Belisarius nodded, after he finished wiping his face with a cloth. That was to clean off the dust, mostly. Despite the heat, the Thar was so dry that sweat didn't have time to really accumulate.
He was careful not to let his worry show. This was the third well they'd reached, and all of them had had just enough water-just barely-for his expedition. They had almost no reserve left at all. If even one of the wells was empty, or near-empty. .
But there was no point in fretting over the matter. The long war with the Malwa was nearing its end, and there remained only to drive home the lance-or die in the attempt. It was in the hands of Fate, now.
"Let's be off," he said. He glanced at the horizon, where the dawn was beginning. "There's still enough time for three hours' travel before the sun's up high enough to force us to camp for the day."
"I feel like a bat," complained Ashot. "Live by night, sleep by day."
He said it fairly cheerily, though. Ashot had plenty of experience with desert campaigns, and knew perfectly well that no sane man traveled through an area like the Thar when the sun was up. Like all the cataphracts on the expedition, he was wearing loose-fitting Arab-style robes instead of armor-the only difference being that Ashot knew how to put them on without help from one of Abbu's men.
* * *
"Something's happening," Kujulo stated. Slowly, he swept the telescope across the terrain below the pass. "I'm not sure what, but there's too much movement down there."
"Are they preparing another attack?" asked one of the other Kushans.
"After the way we butchered the last one? Doubt it," grunted Kujulo. "No, I think they're pulling out some of their forces. And I think-not sure about this at all-that there's some sort of troop movement in the far
distance. But it doesn't seem to be reinforcements."
He lowered the telescope. Awkwardly, since it was big and clumsy; it was one of the eyeglasses newly made in Begram's fledgling optical industry, not one of the sleek Roman devices.
"Let the king know," he commanded. "This may be what he's expecting."
* * *
Miles away, a squad of Ye-tai had a much better view of what was happening. They were serving as sentries for the Malwa army positioned against the Kushans-and none too happy about it, either. In times past, it would have been Kushans themselves who'd be detached for this rigorous duty. But Kushans could no longer be relied upon, what few of them were still left in the Malwa forces. Their army's commander hadn't dared used common troops for the purpose. Kushans were much too good at mountain warfare to depend on levied infantry to serve as outlying sentries.

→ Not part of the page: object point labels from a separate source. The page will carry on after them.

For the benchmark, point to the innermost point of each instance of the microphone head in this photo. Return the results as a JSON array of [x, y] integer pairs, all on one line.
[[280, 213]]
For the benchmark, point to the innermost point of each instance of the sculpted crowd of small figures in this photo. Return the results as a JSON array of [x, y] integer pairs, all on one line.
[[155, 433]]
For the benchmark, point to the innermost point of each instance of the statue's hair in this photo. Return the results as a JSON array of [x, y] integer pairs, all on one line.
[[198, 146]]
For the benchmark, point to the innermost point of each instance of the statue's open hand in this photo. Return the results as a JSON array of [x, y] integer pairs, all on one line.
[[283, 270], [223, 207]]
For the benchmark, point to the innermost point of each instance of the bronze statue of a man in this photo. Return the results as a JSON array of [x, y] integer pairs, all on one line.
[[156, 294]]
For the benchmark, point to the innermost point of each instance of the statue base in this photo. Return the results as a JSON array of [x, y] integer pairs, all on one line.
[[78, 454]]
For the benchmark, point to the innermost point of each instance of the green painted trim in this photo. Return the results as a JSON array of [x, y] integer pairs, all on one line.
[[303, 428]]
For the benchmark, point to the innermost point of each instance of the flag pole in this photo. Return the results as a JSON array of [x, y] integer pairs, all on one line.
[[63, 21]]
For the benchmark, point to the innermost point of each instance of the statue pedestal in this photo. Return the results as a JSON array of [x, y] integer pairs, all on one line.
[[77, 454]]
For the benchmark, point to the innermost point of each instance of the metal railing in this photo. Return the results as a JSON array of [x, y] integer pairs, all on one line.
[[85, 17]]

"Tell me again," said the squad leader.
The new member of the squad shrugged. He'd only arrived the day before. "Don't believe me, then. Great Lady Sati is on her way to the capital. With forty thousand troops. Seems there's a big rebellion."
"Why were you traveling with them?"
"I wasn't. I was just part of a troop sent by Samudra up here. We only marched with the Great Lady's expedition for a short distance. She's headed up the Sutlej, of course."

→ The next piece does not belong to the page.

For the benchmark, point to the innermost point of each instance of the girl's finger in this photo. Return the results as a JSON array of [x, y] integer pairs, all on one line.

"I wish we were too," muttered one of the other squad members.
Again, the newcomer shrugged. "So do I. But they're leaving some of the Ye-tai they brought with them here-me among them, worse luck-while they take back to the Punjab almost ten thousand regular troops."

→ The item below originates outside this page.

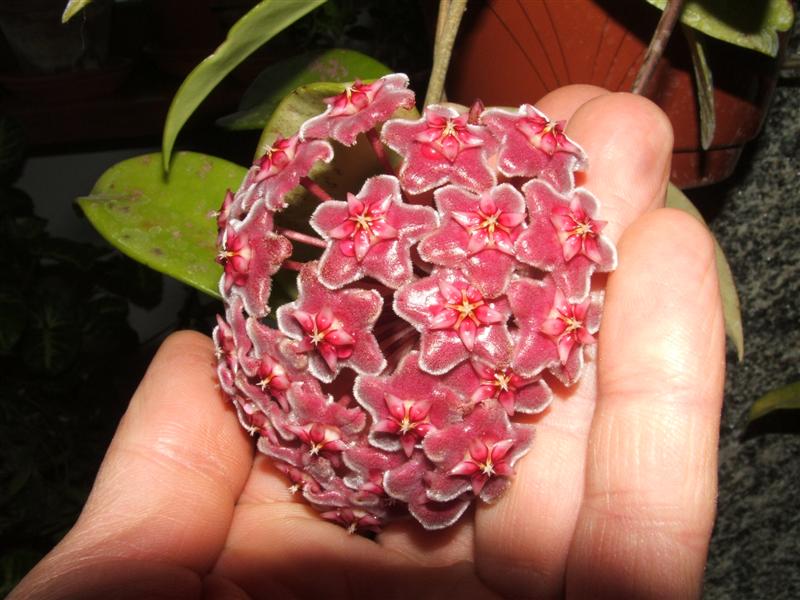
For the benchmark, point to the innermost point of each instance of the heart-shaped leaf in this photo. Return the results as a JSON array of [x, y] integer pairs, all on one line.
[[162, 220], [73, 8], [730, 299], [750, 24], [783, 398], [258, 26], [277, 81]]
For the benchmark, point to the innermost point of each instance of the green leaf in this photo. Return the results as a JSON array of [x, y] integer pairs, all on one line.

"Why do the two of you wish you were going back to the plain?" demanded the squad leader. "So we could get lost in a whirlpool in the Ganges? Don't be stupid."
Their camp was perched on a rise that looked directly onto Margalla Pass, which divided the Vale of Peshawar from the Punjab proper. From the distance, the squad leader couldn't see any of the Kushan troops who were holding the pass. But he imagined he could almost see the blood the Malwa army had left on those slopes, in the course of four defeated assaults.